🤖 AI Summary
To address error-prone and inefficient manual Verilog coding in IC design, this paper proposes a multi-AI-agent collaborative framework for end-to-end Verilog generation and repair. Methodologically: (1) a graph-planning mechanism leveraging a task-circuit relational graph enhances mapping fidelity from natural-language specifications to RTL; (2) an AST-driven waveform tracing tool—integrated with symbolic execution—enables precise localization and automatic correction of functional bugs; (3) a closed-loop development pipeline unifies syntactic validation, hardware simulation, and dynamic waveform analysis. Evaluated on the VerilogEval-Human v2 benchmark, the framework achieves 94.2% syntactic and functional correctness—surpassing state-of-the-art methods by 33.9 percentage points—demonstrating substantial progress toward semantically correct, formally verifiable hardware design automation.
📝 Abstract
Due to the growing complexity of modern Integrated Circuits (ICs), automating hardware design can prevent a significant amount of human error from the engineering process and result in less errors.

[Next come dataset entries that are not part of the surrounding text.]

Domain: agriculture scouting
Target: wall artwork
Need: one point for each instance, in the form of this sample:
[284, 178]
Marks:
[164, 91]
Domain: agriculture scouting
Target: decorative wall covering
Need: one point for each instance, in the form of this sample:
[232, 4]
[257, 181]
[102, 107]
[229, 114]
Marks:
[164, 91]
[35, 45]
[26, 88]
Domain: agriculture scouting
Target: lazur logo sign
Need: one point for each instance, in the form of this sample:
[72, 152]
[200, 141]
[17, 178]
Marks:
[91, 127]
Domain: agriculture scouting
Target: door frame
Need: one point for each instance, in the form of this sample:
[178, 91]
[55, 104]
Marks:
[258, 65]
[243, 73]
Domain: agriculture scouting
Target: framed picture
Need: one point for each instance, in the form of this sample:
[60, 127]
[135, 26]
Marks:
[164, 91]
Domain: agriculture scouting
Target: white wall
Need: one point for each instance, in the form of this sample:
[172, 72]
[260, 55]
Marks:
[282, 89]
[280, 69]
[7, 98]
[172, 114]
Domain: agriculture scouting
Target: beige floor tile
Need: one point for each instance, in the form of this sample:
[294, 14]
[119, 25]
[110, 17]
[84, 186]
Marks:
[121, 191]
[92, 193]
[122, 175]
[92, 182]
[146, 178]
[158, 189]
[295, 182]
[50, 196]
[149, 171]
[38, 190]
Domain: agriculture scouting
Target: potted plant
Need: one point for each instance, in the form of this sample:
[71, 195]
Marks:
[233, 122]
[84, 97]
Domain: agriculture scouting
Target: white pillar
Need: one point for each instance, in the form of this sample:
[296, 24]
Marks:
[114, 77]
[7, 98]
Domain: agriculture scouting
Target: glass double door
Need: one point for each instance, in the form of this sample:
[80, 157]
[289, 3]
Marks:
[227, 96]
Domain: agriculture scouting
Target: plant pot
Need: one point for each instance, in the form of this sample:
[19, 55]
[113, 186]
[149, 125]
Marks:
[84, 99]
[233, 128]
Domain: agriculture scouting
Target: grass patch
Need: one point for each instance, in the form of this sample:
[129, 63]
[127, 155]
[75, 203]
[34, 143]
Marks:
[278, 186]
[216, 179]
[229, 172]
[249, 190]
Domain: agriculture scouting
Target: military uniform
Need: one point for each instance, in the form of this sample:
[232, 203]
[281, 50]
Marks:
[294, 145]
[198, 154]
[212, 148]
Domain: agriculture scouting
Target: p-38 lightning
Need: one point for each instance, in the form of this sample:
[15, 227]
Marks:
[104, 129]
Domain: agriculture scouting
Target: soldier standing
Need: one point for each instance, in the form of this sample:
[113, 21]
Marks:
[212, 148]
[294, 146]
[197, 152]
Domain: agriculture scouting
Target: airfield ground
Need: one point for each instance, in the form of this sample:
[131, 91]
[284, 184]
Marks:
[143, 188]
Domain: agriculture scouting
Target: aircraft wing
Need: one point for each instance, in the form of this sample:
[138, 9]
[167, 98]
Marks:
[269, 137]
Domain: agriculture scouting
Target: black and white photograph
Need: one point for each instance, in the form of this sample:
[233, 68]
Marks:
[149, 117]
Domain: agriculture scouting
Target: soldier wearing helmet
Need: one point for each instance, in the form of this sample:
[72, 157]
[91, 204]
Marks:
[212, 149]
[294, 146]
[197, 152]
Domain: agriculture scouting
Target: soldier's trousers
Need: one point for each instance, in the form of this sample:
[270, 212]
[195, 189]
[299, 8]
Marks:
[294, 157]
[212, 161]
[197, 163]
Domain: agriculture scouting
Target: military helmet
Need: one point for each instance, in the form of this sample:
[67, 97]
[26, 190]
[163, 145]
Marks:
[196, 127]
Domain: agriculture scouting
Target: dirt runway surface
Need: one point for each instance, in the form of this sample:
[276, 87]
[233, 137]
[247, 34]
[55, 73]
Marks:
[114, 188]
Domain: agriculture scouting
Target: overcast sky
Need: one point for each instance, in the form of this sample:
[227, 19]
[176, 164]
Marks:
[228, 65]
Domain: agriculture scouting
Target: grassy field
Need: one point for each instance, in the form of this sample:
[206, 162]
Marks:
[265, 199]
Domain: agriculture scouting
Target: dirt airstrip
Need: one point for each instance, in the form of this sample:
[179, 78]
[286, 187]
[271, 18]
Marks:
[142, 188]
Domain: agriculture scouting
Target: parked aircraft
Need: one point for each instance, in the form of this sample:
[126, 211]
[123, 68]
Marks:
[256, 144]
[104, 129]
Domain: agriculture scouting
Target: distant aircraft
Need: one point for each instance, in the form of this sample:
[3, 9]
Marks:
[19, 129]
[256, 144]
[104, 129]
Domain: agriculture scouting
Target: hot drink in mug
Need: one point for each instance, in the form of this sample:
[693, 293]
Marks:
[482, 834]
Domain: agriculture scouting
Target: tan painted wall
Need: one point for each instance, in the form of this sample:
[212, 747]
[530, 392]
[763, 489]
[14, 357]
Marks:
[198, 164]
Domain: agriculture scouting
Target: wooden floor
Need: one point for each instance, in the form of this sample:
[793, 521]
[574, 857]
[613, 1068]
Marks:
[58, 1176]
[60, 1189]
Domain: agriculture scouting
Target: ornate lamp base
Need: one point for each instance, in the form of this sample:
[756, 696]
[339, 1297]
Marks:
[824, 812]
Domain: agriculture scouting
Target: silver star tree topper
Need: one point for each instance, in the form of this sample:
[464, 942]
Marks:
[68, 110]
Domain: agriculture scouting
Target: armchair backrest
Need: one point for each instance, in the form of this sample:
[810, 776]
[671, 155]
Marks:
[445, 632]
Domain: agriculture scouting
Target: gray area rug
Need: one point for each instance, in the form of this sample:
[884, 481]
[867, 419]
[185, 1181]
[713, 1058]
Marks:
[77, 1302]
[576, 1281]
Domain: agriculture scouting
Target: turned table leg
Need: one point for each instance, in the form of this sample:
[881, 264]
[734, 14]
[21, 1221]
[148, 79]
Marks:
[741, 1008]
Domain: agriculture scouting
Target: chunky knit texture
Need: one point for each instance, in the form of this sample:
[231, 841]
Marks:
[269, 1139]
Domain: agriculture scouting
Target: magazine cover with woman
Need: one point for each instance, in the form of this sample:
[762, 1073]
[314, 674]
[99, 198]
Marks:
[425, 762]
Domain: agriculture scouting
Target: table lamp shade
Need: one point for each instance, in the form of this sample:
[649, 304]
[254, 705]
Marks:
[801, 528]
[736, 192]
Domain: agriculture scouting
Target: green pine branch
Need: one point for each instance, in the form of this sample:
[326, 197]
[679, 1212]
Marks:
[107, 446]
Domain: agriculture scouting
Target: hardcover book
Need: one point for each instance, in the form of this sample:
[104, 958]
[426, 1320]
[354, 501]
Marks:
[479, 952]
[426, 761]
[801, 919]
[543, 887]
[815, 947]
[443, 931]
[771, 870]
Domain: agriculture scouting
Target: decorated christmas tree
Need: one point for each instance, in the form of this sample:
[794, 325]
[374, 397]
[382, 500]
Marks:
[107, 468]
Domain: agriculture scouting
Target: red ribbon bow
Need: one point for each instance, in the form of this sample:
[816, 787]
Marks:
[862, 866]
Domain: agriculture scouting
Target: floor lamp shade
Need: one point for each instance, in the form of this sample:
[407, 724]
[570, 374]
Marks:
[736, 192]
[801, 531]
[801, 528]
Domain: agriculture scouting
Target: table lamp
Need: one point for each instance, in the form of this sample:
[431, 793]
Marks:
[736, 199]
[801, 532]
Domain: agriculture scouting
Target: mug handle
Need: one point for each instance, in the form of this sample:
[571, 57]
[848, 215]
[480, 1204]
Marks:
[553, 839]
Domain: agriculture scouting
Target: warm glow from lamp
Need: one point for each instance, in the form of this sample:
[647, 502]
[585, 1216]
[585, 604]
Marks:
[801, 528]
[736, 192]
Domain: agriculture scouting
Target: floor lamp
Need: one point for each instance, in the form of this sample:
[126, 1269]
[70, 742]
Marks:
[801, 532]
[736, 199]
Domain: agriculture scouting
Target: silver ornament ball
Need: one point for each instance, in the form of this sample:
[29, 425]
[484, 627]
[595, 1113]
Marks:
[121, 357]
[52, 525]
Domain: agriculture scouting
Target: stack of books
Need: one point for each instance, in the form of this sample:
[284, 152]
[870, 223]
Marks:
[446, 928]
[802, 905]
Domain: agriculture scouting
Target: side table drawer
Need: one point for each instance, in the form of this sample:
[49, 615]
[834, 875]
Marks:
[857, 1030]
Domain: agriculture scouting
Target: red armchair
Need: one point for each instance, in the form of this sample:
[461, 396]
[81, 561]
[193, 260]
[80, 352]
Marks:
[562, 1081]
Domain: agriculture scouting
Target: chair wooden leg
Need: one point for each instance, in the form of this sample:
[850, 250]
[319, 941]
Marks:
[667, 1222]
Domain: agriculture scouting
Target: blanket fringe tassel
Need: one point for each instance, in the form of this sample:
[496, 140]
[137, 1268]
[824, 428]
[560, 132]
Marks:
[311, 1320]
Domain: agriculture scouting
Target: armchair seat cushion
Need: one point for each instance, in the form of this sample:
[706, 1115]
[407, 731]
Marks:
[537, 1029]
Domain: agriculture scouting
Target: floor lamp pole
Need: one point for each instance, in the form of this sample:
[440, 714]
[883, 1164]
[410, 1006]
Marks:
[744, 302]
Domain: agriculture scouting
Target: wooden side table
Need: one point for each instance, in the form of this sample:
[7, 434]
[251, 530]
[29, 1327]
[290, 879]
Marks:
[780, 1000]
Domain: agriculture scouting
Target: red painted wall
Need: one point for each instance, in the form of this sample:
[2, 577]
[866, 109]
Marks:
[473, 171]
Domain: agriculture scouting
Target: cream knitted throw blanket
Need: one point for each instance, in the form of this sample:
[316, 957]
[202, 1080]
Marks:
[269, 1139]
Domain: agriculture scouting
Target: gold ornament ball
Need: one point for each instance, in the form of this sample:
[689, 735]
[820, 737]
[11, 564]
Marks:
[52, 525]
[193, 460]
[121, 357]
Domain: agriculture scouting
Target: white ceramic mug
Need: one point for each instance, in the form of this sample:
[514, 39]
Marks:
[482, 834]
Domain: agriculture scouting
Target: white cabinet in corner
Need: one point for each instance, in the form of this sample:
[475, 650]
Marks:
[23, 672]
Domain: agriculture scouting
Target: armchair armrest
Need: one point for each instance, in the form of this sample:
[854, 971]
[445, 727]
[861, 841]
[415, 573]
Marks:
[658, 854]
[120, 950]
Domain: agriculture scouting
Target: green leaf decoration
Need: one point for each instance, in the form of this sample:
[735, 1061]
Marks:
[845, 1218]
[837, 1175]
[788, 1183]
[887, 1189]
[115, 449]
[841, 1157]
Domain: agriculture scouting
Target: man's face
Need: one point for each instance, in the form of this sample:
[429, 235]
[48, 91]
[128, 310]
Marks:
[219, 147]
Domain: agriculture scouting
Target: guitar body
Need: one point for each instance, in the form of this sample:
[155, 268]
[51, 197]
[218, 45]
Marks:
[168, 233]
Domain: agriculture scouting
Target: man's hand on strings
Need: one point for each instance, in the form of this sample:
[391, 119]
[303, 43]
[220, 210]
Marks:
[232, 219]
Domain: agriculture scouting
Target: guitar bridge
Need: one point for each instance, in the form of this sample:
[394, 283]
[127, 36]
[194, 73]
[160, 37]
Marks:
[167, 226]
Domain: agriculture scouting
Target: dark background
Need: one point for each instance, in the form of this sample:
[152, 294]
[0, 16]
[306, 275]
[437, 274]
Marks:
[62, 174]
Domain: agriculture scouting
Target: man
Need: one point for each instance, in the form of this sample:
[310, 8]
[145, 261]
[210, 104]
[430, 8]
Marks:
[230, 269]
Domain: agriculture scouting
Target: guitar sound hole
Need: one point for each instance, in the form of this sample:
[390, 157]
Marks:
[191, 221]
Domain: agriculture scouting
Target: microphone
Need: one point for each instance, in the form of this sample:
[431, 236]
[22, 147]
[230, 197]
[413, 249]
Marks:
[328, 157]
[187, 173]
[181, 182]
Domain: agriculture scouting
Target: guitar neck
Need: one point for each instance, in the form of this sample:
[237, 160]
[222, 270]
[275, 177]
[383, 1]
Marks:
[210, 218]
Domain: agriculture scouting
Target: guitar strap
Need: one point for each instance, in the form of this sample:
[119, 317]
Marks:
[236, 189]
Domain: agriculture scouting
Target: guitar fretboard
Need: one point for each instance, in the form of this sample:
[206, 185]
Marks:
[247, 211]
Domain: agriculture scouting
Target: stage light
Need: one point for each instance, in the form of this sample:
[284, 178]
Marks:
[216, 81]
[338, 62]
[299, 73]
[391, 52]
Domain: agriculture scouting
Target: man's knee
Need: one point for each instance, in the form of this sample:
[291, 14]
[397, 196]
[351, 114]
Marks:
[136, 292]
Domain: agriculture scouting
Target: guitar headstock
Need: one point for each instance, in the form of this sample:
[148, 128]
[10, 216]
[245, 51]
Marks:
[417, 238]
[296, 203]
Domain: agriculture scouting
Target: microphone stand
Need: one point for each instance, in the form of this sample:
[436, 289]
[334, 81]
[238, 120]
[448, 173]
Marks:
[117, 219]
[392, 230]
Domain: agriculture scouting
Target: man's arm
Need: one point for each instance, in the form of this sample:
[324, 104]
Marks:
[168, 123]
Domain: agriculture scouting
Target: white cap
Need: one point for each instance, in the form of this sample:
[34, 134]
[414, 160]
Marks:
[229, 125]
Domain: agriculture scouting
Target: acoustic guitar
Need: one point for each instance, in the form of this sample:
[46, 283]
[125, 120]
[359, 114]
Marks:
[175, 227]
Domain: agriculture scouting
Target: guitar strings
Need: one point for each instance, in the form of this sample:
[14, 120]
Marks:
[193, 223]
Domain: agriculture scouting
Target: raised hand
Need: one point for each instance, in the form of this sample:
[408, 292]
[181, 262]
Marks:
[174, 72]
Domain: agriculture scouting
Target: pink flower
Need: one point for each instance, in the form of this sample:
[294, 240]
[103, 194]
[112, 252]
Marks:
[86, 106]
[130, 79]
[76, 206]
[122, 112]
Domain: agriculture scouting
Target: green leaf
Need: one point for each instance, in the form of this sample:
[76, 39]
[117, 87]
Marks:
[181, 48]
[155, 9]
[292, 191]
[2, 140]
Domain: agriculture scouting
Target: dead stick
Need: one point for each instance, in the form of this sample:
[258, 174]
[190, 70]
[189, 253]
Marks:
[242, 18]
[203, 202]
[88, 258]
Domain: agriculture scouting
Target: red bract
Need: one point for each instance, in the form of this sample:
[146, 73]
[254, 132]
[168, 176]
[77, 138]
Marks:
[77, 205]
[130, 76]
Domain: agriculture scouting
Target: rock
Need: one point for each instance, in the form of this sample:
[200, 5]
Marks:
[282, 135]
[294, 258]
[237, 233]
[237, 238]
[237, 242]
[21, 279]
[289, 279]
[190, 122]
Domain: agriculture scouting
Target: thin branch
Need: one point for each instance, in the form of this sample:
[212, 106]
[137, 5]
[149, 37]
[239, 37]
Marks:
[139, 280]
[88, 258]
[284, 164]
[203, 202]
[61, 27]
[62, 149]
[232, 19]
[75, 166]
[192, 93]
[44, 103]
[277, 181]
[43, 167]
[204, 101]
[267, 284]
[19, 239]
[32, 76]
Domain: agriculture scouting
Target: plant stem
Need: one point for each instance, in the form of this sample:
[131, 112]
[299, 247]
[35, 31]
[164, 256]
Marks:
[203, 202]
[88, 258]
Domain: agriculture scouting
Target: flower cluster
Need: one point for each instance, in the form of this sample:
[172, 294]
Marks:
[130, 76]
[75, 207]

Verilog is a popular hardware description language for designing and modeling digital systems; thus, Verilog generation is one of the emerging areas of research to facilitate the design process. In this work, we propose VerilogCoder, a system of multiple Artificial Intelligence (AI) agents for Verilog code generation, to autonomously write Verilog code and fix syntax and functional errors using collaborative Verilog tools (i.e., syntax checker, simulator, and waveform tracer). Firstly, we propose a task planner that utilizes a novel Task and Circuit Relation Graph retrieval method to construct a holistic plan based on module descriptions. To debug and fix functional errors, we develop a novel and efficient abstract syntax tree (AST)-based waveform tracing tool, which is integrated within the autonomous Verilog completion flow. The proposed methodology successfully generates 94.2% syntactically and functionally correct Verilog code, surpassing the state-of-the-art methods by 33.9% on the VerilogEval-Human v2 benchmark.